Wednesday, 22nd. This morning 80 or 90 Indians were seen coming full speed from the W. Many had horses–one was sent about a half a mile in advance from the rest–so we ought also to have done, but Capt. B. was perfectly ignorant of Indian customs, and the whole band of savages were suffered to come directly up to us, and almost surround our camp, when Mr. B. Kelsey showed by forcible gestures they would be allowed to proceed no farther. The Indians were well armed with guns and bows and arrows. The only words I recollect hearing Capt. Bartleson say were “let them gratify their curiosity!!”

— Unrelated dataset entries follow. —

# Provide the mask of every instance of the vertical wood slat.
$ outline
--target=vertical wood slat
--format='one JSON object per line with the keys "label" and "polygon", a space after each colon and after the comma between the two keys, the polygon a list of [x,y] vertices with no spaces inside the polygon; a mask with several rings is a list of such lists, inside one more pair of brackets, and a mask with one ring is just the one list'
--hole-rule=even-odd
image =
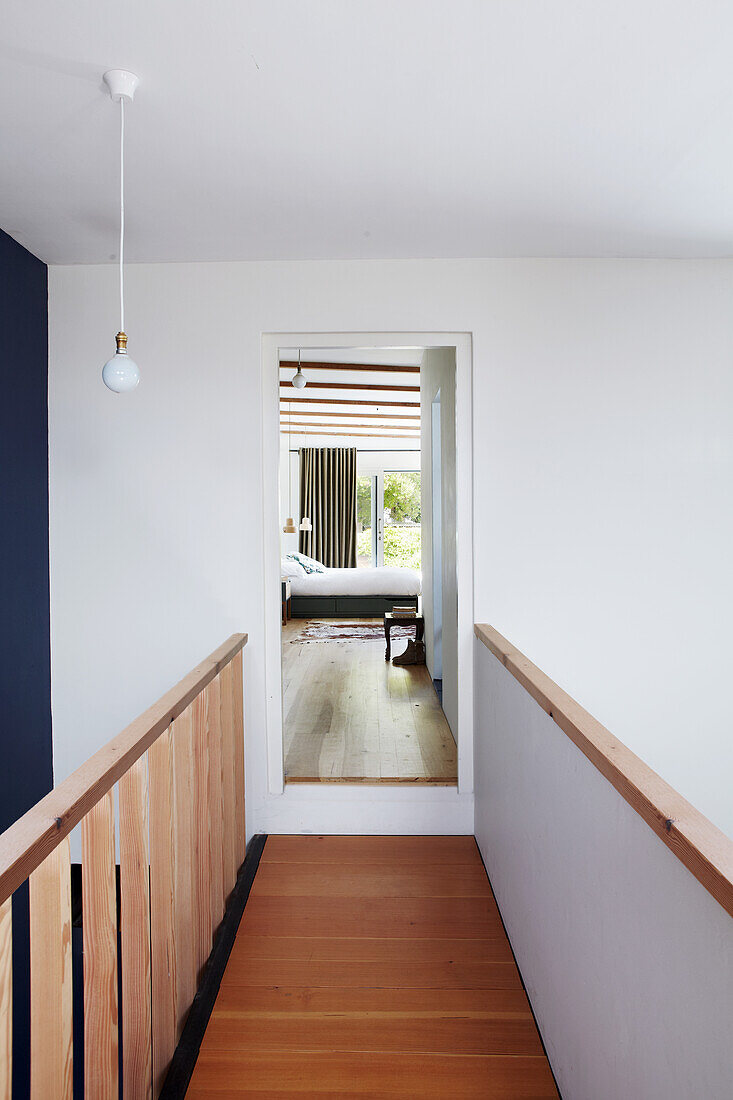
{"label": "vertical wood slat", "polygon": [[228,898],[237,878],[234,710],[231,661],[220,673],[221,691],[221,788],[222,788],[222,874],[224,897]]}
{"label": "vertical wood slat", "polygon": [[[234,715],[234,821],[236,825],[235,856],[236,870],[244,863],[247,849],[246,825],[244,816],[244,685],[242,674],[242,652],[232,658],[232,709]],[[236,874],[236,871],[235,871]]]}
{"label": "vertical wood slat", "polygon": [[31,1098],[73,1095],[71,855],[65,837],[29,877]]}
{"label": "vertical wood slat", "polygon": [[222,869],[222,798],[221,798],[221,683],[217,676],[206,688],[209,710],[209,866],[211,868],[211,927],[221,924],[224,916],[224,876]]}
{"label": "vertical wood slat", "polygon": [[202,691],[193,711],[193,842],[198,898],[195,957],[196,987],[211,951],[211,869],[209,866],[209,696]]}
{"label": "vertical wood slat", "polygon": [[150,773],[150,950],[153,1095],[163,1087],[177,1041],[173,746],[171,730],[148,750]]}
{"label": "vertical wood slat", "polygon": [[81,847],[84,1094],[94,1100],[117,1100],[117,883],[111,790],[83,818]]}
{"label": "vertical wood slat", "polygon": [[13,1093],[13,897],[0,905],[0,1100]]}
{"label": "vertical wood slat", "polygon": [[119,781],[122,935],[122,1085],[125,1100],[152,1089],[148,762],[141,756]]}
{"label": "vertical wood slat", "polygon": [[193,859],[193,721],[191,707],[173,723],[175,849],[176,1041],[196,993],[194,930],[198,900]]}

This incident further sunk Bartleson’s reputation in John Bidwell’s eyes. The custom on the plains was for parties meeting for the first time to send out “ambassadors” to check each other out and find out what the other party’s intentions were. Did they want to trade? Did they need help? Or were they looking for trouble? Bartleson, by carelessly ignoring this custom, was endangering the entire company.
The Indians, as it turned out, were Shoshones, and friendly, although obviously capable of inflicting damage if they so chose. “Besides,” says Bidwell, “they were not a little acquainted with warfare, for they undoubtedly visited the Buffalo Country (having many robes) which requires much bravery to contend with the Blackfeet and Chiennes, who continually guard their buffalo in the region of the Rocky mountains.”
The Indians did want to trade, and offered a dressed buckskin for a handful of ammunition. They then rode on either side of the Bidwell-Bartleson Party for several hours, until they gradually dropped off and went their way.